History

German Empire
- Name: UA
- Ordered: 25 September 1912
- Builder: Germaniawerft, Kiel
- Cost: 1,729,000 Goldmark
- Yard number: 202
- Laid down: 4 April 1913
- Launched: 9 May 1914
- Commissioned: 14 August 1914
- Fate: Surrendered 24 November 1918; foundered in tow April 1919

General characteristics
- Class & type: Norwegian A-class submarine
- Displacement: 270 t (270 long tons) surfaced; 342 t (337 long tons) submerged;
- Length: 46.70 m (153 ft 3 in) (OA)
- Beam: 4.78 m (15 ft 8 in)
- Draught: 2.80 m (9 ft 2 in)
- Propulsion: 2 shafts; Germania 6-cylinder four stroke Diesel engine with 700 ihp (520 kW); 2 × SSW modyn by with 380 ihp (280 kW); 450 rpm surfaced; 350 rpm submerged;
- Speed: 14.2 knots (26.3 km/h; 16.3 mph) surfaced; 7.3 knots (13.5 km/h; 8.4 mph) submerged;
- Range: 900 nautical miles (1,700 km; 1,000 mi) at 10 knots (19 km/h; 12 mph)
- Test depth: 50 m (160 ft)
- Complement: 3 officers, 18 men
- Sensors & processing systems: 2 × periscopes
- Armament: 3 × 45 cm (17.7 in) torpedo tube with 5 torpedoes; 1 8.8 cm (3.5 in) SK L/30 deck gun; 1 machine gun;

Service record
- Part of: Baltic Flotilla; Unknown start - 21 May 1916 ; Training Flotilla; 21 May 1916 - 11 November 1918;
- Operations: None
- Victories: None

= SM UA =

Submarine used by Imperial Germany during World War I

SM UA was a U-boat of the Imperial German Navy during World War I. Built as the fifth submarine of the Norwegian A class the boat was launched 9 May 1914 and confiscated by the German government after the outbreak of World War I on 5 August 1914. Commissioned as SM U 0 on 14 August 1914 the boat was renamed UA two weeks later and assigned to coastal protection. In 1916 UA was transferred to the Uschule (Submarine School).

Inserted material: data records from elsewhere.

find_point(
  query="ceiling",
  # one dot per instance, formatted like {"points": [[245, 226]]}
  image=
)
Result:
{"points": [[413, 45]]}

UA was surrendered to the Allies at Harwich on 24 November 1918 in accordance with the requirements of the Armistice with Germany. She was lost on tow off Folkestone in April 1919 while being transferred from Harwich to a French port. The wreck was identified by archaeologist Innes McCartney in 2013.